In [None]:
# Table of Contents
 <p><div class="lev1"><a href="# Step 1. Process data"><span class="toc-item-num">1&nbsp;&nbsp;</span>TODO: Following given notebooks in HW1, create table of contents here :) </a></div>

This Jupyter extension might help. https://github.com/minrk/ipython_extensions

# Homework 03 - Interactive Viz

# Overview 

### Objective : Build a [Choropleth map](https://en.wikipedia.org/wiki/Choropleth_map) which shows intuitively how much grant money goes to each Swiss canton.

##### What data do we have?

The SNSF (Swiss National Science Foundation) has graciously provided the [P<sup>3</sup>](http://p3.snf.ch/) database, which contains data on research projects approved by the SNSF. We will just use the [Grants Data](http://p3.snf.ch/P3Export/P3_GrantExport.csv) (saved in `data/P3_GrantExport`) as this contains the grant amounts going to different universities.

We are also given the file `data/ch-cantons.topojson.json`, which contains the geo-coordinates of each Swiss canton.

##### What needs to be done?

The Grants Data does not contain the Canton of the University/Institution that received the funding. Therefore, we will need to deduce the Canton from the University/Institution. Once this is accomplished, we can sum the grant money that was allocated to each Canton.

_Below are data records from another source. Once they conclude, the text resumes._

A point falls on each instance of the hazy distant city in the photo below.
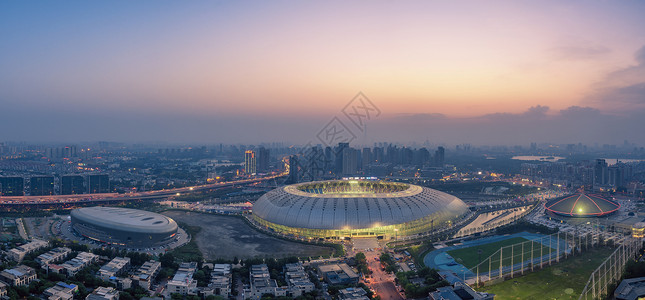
(204, 150)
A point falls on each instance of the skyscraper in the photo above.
(72, 185)
(41, 186)
(600, 173)
(97, 184)
(439, 157)
(350, 161)
(339, 157)
(12, 186)
(293, 169)
(263, 160)
(367, 157)
(250, 163)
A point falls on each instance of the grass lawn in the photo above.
(469, 257)
(564, 280)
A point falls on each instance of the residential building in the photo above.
(261, 283)
(53, 255)
(103, 293)
(250, 162)
(353, 294)
(82, 260)
(18, 253)
(115, 267)
(61, 291)
(3, 289)
(146, 273)
(221, 280)
(297, 279)
(183, 282)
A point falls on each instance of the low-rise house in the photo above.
(220, 284)
(261, 283)
(103, 293)
(61, 291)
(18, 253)
(115, 267)
(146, 273)
(297, 279)
(20, 275)
(3, 289)
(353, 294)
(82, 260)
(183, 282)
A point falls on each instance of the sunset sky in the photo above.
(166, 67)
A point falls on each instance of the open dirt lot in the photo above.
(228, 237)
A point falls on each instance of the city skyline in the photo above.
(458, 72)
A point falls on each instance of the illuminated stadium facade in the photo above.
(582, 205)
(124, 226)
(351, 208)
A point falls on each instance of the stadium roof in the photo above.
(582, 205)
(125, 219)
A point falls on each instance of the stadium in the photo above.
(582, 205)
(353, 208)
(123, 226)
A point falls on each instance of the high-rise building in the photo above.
(439, 157)
(12, 186)
(41, 186)
(263, 160)
(600, 173)
(250, 162)
(97, 184)
(72, 185)
(339, 157)
(293, 169)
(379, 154)
(367, 157)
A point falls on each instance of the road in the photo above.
(380, 281)
(58, 199)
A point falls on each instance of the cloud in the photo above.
(574, 124)
(579, 52)
(622, 90)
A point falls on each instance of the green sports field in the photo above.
(469, 257)
(563, 280)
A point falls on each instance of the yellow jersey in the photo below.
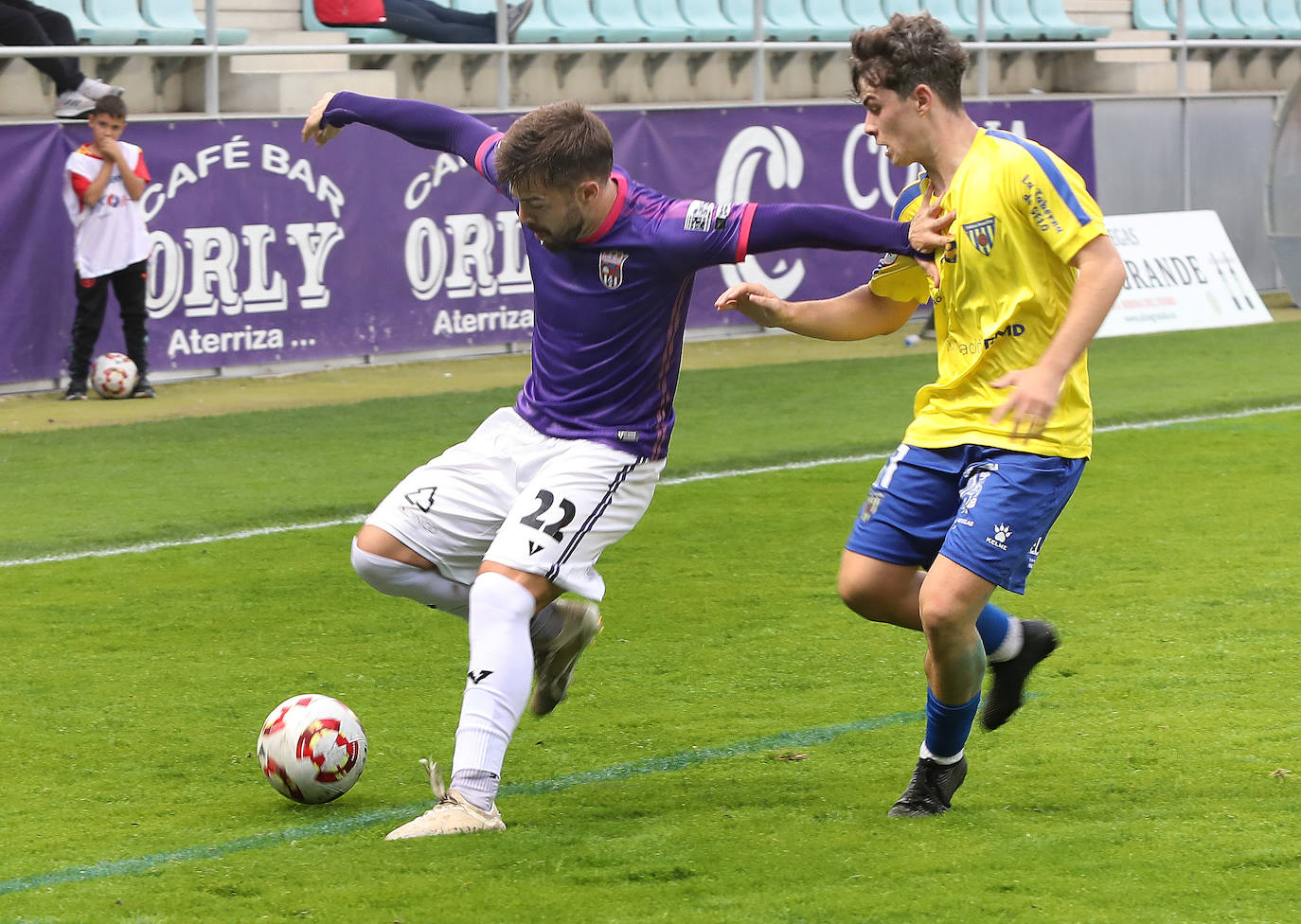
(1005, 287)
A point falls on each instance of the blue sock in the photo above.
(949, 726)
(991, 626)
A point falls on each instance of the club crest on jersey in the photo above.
(700, 215)
(612, 268)
(981, 235)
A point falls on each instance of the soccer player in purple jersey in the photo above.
(497, 527)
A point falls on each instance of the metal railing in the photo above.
(757, 47)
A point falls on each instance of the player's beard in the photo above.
(566, 236)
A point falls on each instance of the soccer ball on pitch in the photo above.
(312, 749)
(114, 375)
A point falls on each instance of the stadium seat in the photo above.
(868, 13)
(1020, 20)
(706, 18)
(1162, 14)
(1051, 13)
(536, 28)
(830, 17)
(1256, 21)
(180, 14)
(578, 24)
(353, 33)
(667, 14)
(619, 14)
(905, 7)
(1286, 16)
(997, 28)
(950, 13)
(125, 14)
(89, 30)
(1221, 18)
(783, 20)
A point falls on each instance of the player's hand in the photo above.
(928, 231)
(313, 129)
(754, 301)
(1033, 399)
(108, 149)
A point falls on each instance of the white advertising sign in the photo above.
(1182, 274)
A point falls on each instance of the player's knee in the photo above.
(945, 614)
(863, 599)
(383, 574)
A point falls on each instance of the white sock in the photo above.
(431, 589)
(500, 676)
(545, 626)
(943, 761)
(421, 584)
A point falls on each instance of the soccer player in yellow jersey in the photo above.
(999, 438)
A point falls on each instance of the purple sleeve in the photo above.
(776, 226)
(423, 124)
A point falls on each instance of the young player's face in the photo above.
(553, 214)
(893, 121)
(105, 128)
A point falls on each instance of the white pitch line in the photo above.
(667, 482)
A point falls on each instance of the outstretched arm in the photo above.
(855, 315)
(776, 226)
(421, 124)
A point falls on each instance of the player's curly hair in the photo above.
(555, 145)
(904, 52)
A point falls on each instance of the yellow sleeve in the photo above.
(1058, 204)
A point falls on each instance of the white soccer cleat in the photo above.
(453, 815)
(72, 104)
(553, 666)
(94, 89)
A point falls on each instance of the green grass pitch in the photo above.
(735, 736)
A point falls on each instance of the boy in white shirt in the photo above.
(105, 181)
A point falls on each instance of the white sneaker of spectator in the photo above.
(72, 104)
(93, 89)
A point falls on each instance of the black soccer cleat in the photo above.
(932, 789)
(1008, 688)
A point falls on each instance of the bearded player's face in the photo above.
(553, 214)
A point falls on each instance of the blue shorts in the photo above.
(983, 507)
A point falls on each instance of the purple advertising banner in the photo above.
(268, 250)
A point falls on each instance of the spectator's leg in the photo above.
(432, 23)
(129, 288)
(25, 24)
(91, 298)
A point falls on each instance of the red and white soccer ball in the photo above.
(312, 749)
(114, 375)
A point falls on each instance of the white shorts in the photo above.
(517, 497)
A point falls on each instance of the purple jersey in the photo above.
(611, 312)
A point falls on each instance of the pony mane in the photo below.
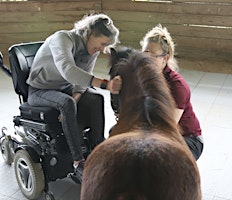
(135, 166)
(145, 101)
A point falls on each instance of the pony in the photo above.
(145, 157)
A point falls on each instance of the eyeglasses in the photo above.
(156, 56)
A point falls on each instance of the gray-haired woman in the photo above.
(61, 75)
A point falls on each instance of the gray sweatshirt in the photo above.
(62, 60)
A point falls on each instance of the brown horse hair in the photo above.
(135, 166)
(145, 99)
(145, 157)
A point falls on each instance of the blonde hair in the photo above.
(161, 35)
(99, 24)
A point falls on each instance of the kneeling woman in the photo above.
(159, 44)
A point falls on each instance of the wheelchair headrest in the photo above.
(21, 57)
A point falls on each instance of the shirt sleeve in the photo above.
(61, 47)
(181, 93)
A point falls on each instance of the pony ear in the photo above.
(113, 53)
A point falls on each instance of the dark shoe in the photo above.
(78, 171)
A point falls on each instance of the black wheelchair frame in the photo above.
(38, 146)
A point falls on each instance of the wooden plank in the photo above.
(206, 65)
(210, 43)
(159, 7)
(205, 1)
(14, 38)
(29, 27)
(37, 17)
(37, 6)
(178, 30)
(171, 18)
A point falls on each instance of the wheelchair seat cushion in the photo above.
(46, 115)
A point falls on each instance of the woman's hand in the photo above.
(76, 97)
(114, 85)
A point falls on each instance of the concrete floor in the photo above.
(211, 98)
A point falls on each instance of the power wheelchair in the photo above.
(38, 146)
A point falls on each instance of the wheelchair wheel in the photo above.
(5, 149)
(29, 175)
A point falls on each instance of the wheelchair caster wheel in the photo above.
(74, 178)
(29, 175)
(49, 196)
(6, 152)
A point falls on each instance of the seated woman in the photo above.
(61, 74)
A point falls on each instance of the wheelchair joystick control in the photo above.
(53, 161)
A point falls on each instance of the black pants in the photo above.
(91, 115)
(195, 145)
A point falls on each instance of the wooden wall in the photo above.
(35, 20)
(201, 29)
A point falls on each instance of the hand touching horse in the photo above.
(145, 157)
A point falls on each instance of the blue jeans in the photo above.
(63, 101)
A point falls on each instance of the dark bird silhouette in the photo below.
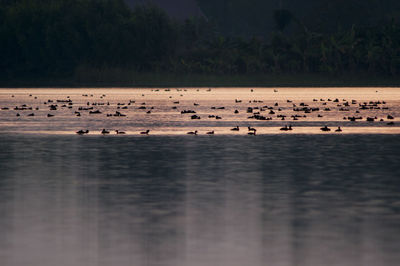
(325, 128)
(192, 133)
(81, 132)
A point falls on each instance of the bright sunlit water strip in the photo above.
(279, 198)
(55, 111)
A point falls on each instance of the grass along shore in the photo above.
(127, 78)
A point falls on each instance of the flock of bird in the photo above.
(256, 111)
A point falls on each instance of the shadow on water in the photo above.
(220, 200)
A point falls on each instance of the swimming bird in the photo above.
(325, 128)
(81, 132)
(286, 128)
(252, 133)
(119, 132)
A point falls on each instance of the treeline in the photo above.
(50, 38)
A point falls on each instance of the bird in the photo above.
(325, 128)
(286, 128)
(81, 132)
(252, 133)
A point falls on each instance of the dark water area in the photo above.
(199, 200)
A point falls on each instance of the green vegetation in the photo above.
(103, 42)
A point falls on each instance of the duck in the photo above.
(81, 132)
(119, 132)
(252, 133)
(286, 128)
(325, 128)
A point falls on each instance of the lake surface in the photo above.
(304, 197)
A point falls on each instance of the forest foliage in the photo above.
(54, 38)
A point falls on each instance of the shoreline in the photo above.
(164, 80)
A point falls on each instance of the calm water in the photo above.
(174, 199)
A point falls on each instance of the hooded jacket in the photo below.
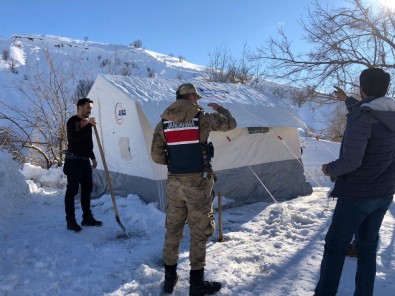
(366, 165)
(183, 111)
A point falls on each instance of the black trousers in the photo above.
(78, 172)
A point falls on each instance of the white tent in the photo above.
(263, 151)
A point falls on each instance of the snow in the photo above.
(269, 249)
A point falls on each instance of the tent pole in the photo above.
(114, 203)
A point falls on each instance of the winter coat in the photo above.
(185, 111)
(366, 165)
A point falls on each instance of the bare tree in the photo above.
(39, 125)
(224, 68)
(137, 43)
(345, 41)
(219, 63)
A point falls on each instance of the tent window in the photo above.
(257, 130)
(124, 148)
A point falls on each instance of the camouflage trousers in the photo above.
(189, 197)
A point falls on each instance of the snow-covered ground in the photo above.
(269, 249)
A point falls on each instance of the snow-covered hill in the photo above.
(24, 57)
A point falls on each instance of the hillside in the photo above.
(26, 57)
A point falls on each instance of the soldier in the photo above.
(77, 166)
(180, 141)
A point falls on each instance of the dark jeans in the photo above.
(362, 216)
(78, 171)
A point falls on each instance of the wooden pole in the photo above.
(114, 203)
(220, 234)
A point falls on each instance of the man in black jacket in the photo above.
(77, 165)
(365, 183)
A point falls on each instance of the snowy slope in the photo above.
(269, 249)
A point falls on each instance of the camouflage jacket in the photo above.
(185, 111)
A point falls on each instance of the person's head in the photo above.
(374, 82)
(84, 107)
(188, 91)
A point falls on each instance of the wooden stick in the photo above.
(220, 235)
(114, 203)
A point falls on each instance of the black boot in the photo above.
(200, 287)
(73, 225)
(171, 278)
(90, 221)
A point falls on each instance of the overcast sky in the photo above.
(187, 28)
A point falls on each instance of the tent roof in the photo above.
(249, 106)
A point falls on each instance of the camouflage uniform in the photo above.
(189, 195)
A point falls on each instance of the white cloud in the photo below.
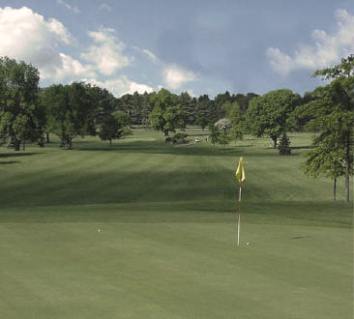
(122, 85)
(68, 6)
(105, 7)
(150, 55)
(106, 52)
(26, 35)
(175, 76)
(326, 50)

##### How will this be done?

We will use the following Python packages to accomplish our objective:
1. `pandas` to import, clean, and wrangle the Grants Data
2. `json` and `pprint` to read the `data/ch-cantons.topojson.json` file
3. `requests` with the [GeoNames API](http://www.geonames.org/export/web-services.html) and `googlemaps` (a [Python wrapper](https://github.com/googlemaps/google-maps-services-python) for Google Maps API Web Services) to determine the Canton of a particular University/Institution
4. `folium` to deal with the geographical data and create the Choropleth map

# Building the Choropleth Map

We start off by importing the Python packages mentioned above.

In [1]:
import requests
import folium
import pandas as pd
import numpy as np
import json
import random
from pprint import pprint

## 1. Importing the Data

We downloaded the [Grants Data](http://p3.snf.ch/P3Export/P3_GrantExport.csv) and placed it in the local `data` folder.

In [2]:
GRANTS_FILE = 'data/P3_GrantExport.csv'
grants_data_orig = pd.read_csv(GRANTS_FILE, sep = ';')
grants_data_orig.head(3)

Unnamed: 0,"﻿""Project Number""",Project Title,Project Title English,Responsible Applicant,Funding Instrument,Funding Instrument Hierarchy,Institution,University,Discipline Number,Discipline Name,Discipline Name Hierarchy,Start Date,End Date,Approved Amount,Keywords
0,1,Schlussband (Bd. VI) der Jacob Burckhardt-Biog...,,Kaegi Werner,Project funding (Div. I-III),Project funding,,Nicht zuteilbar - NA,10302,Swiss history,Human and Social Sciences;Theology & religious...,01.10.1975,30.09.1976,11619.0,
1,4,Batterie de tests à l'usage des enseignants po...,,Massarenti Léonard,Project funding (Div. I-III),Project funding,Faculté de Psychologie et des Sciences de l'Ed...,Université de Genève - GE,10104,Educational science and Pedagogy,"Human and Social Sciences;Psychology, educatio...",01.10.1975,30.09.1976,41022.0,
2,5,"Kritische Erstausgabe der ""Evidentiae contra D...",,Kommission für das Corpus philosophorum medii ...,Project funding (Div. I-III),Project funding,Kommission für das Corpus philosophorum medii ...,"NPO (Biblioth., Museen, Verwalt.) - NPO",10101,Philosophy,Human and Social Sciences;Linguistics and lite...,01.03.1976,28.02.1985,79732.0,


For our objective, we are interested in the following columns: 

* ** University **: the (possible) university proposing the project. As we see in the third row, a grant can be awarded to an NPO (Non-Profit Organization).
* ** Institution **: the institution proposing the project.
* ** Approved Amount **: amount of approved grants

The Institution/University can be used to deduce the Swiss Canton. Finally, the Amount Approved will be used for our Choropleth map. Let's extract these columns to reduce the size of our DataFrame.

In [3]:
grants_data_red = grants_data_orig[['University', 'Institution', 'Approved Amount']]
grants_data_red.head()

Unnamed: 0,University,Institution,Approved Amount
0,Nicht zuteilbar - NA,,11619.0
1,Université de Genève - GE,Faculté de Psychologie et des Sciences de l'Ed...,41022.0
2,"NPO (Biblioth., Museen, Verwalt.) - NPO",Kommission für das Corpus philosophorum medii ...,79732.0
3,Universität Basel - BS,Abt. Handschriften und Alte Drucke Bibliothek ...,52627.0
4,"NPO (Biblioth., Museen, Verwalt.) - NPO",Schweiz. Thesauruskommission,120042.0


Finally, we will rename the "Approved Amount" column to "Amount" so that it can be easily accessed.

In [4]:
grants_data_red.rename(columns={'Approved Amount': 'Amount'}, inplace=True)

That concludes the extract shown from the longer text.